My First Month at Ursa Computing

2021/05/13

I’ve now been working at Ursa Computing on Apache Arrow for just over a month, and thought it would be a good time to write a blog post about my experiences over the past month.

So when I found out I got the apprenticeship, I will admit, I shrieked with joy. It was a similar noise to the one I made when I found out that my talk had been accepted for rstudio::conf 2019. At the time I’d been interviewing for a few different things, but this was the only one where I had to cut things down in the cover letter, rather than bulk it up. My cover letter was quite the ramble about my passion for open source community, and encouraging people to get involved in open source. The interviews and the small task I had to do were the least arduous of all the interviews and assignments for possible jobs I had to do at the time. It just felt right.

I’ve had a really great first month. It’s been really bloody challenging - but in a good way. I’ve had 12 pull requests merged so far, and that’s been all sorts of things, from adding a new job to the CI, to moving some C++ code from the R layer to the C++ layer and writing the relevant C++ unit tests, to writing R bindings that allow users to call common R functions like any() and all(), but actually harness the power of the underlying C++ code for faster execution on large datasets.

I’ve learned a lot. Before this, I hadn’t done any C++, and found it pretty daunting. I still do, but tackling the tickets where I had to work with the C++ code taught me a lot about the power of using analogy and looked at similar bits of code and previous pull requests which solve similar problems. Many times I’ve seen, in advice for people wanting to get involved in open source, the suggestion that they should read previous pull requests, but I’d never really understood the benefits until now. I’ve enjoyed getting to learn independently, but also more structured opportunities to learn - there is a fortnightly meeting which about different topics in open source maintenance, and this has been fascinating so far. The most interesting so far was a session on The Apache Way.
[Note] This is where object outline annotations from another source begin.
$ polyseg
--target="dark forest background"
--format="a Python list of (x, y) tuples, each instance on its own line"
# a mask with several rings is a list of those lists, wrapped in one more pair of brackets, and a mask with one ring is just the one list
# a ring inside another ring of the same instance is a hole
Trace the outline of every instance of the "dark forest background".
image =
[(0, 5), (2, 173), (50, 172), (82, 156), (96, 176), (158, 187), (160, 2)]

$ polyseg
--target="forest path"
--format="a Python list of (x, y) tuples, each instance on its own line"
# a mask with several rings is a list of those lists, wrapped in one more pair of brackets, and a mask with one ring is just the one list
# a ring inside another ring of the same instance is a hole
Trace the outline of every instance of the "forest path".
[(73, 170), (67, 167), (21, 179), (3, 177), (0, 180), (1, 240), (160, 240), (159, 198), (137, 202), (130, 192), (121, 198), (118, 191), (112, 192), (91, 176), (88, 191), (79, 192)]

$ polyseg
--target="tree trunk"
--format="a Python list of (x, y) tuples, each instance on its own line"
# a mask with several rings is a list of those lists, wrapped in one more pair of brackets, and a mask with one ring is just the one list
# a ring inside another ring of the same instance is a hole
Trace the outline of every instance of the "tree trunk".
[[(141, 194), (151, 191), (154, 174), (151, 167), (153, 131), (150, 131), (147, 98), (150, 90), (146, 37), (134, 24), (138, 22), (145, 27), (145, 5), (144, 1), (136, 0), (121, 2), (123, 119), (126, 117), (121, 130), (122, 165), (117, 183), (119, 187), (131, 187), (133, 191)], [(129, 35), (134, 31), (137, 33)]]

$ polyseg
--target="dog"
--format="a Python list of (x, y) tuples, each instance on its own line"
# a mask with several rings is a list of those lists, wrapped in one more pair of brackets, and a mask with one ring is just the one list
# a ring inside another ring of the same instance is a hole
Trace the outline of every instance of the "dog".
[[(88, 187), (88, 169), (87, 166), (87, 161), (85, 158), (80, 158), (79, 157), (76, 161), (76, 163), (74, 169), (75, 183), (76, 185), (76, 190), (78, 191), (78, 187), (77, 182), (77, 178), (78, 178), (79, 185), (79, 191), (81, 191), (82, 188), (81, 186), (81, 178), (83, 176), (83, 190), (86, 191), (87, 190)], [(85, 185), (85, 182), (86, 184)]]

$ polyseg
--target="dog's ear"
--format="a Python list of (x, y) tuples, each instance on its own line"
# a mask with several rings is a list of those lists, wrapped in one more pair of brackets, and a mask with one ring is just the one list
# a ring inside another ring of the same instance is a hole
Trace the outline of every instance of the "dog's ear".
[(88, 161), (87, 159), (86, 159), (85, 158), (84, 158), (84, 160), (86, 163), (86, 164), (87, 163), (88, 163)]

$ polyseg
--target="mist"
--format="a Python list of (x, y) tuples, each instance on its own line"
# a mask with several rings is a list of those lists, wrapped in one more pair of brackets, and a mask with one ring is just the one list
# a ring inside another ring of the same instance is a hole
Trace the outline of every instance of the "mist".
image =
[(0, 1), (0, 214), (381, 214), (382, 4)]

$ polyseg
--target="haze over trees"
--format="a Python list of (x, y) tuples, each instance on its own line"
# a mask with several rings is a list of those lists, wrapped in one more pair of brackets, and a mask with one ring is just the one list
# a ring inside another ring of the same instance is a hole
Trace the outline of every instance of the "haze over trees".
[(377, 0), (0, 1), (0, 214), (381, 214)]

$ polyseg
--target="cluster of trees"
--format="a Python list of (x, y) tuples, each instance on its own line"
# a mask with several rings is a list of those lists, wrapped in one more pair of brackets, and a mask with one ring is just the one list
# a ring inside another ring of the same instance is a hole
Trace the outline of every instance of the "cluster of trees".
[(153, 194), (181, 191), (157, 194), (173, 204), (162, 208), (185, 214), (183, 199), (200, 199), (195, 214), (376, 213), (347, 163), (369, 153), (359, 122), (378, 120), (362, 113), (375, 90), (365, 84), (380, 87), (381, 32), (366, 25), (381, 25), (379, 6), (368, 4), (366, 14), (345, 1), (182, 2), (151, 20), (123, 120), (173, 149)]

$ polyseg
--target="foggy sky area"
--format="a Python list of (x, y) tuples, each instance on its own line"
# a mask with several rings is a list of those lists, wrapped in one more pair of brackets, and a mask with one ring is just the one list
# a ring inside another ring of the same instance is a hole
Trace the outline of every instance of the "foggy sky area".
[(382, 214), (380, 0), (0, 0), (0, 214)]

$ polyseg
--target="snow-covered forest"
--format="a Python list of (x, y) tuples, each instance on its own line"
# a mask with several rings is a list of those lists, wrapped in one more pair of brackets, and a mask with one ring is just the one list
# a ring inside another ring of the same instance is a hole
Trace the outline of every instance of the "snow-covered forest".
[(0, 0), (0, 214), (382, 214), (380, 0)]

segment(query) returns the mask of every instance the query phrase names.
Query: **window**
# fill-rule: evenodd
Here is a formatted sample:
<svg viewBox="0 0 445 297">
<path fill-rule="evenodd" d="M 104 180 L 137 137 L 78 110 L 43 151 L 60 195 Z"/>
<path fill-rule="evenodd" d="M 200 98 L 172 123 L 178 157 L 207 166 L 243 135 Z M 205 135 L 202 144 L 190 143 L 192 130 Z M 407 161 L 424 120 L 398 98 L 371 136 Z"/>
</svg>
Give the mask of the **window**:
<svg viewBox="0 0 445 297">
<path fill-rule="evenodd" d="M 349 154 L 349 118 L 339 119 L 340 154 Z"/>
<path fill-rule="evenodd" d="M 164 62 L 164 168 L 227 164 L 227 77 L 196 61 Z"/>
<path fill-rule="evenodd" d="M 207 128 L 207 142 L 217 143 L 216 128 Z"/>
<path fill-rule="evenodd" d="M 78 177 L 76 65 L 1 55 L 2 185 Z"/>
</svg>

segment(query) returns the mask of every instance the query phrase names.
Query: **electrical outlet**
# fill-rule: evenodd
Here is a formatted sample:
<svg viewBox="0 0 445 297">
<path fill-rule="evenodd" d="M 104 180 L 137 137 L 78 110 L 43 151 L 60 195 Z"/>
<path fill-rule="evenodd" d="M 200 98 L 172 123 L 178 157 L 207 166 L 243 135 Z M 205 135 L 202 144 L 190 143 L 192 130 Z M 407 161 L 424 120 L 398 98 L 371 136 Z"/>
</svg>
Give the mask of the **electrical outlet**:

I’m also learning a lot about the difference between being a developer in the open source world compared to the commercial world. As much as in industry, plenty of people do strive to achieve great code quality, ultimately, if the code you write gets the job done and is sufficiently well-tested, then that’s good enough a lot of the time. However, often, when writing code for a specific application or use-case, you have a well-defined idea of how people are going to use your code, and might literally be able to see every time a function you write is being called, and so there is less risk of things going wrong from edge cases. Things are a lot different when you’re building frameworks that other people are going to be able to use. You need to think a lot more about edge cases as people could be doing all sorts of things with your code, and investing extra time in devising an elegant solution that reduces complexity is time well spent. My perfectionist tendencies absolutely adore this, though the part of me that likes to “MacGyver” something impressive together with string and duct tape is sitting crying in a corner! It’s not a bad thing though - I feel like my R skills have improved a lot over the past month, thanks to the feedback I’ve received.

Another difference I’ve observed is in communication patterns. I’m working on a globally distributed project, and so a lot of communication is asynchronous. In addition to this, one of the key tenets of The Apache Way - a set of principles that govern how Apache Software Foundation projects are run - is open communication. This means that much of the communication about the project must be done on project mailing lists, and other public but “unofficial” channels like Zulip are used for real time chat. This can be a bit daunting at first, but I’m getting my head around the idea. There’s still the internal Ursa Slack, which I tend to use for a lot of questions I have. I really do enjoy working with a distributed team though; I like the fact that communication is expected to be somewhat asynchronous, so whilst some conversations may happen in one go, it’s perfectly fine to start a conversation on a topic and people come back to it later depending on their individual time zones and what they’re up to. I find myself spending less time concerned about my Slack notifications and being more able to focus when I need to.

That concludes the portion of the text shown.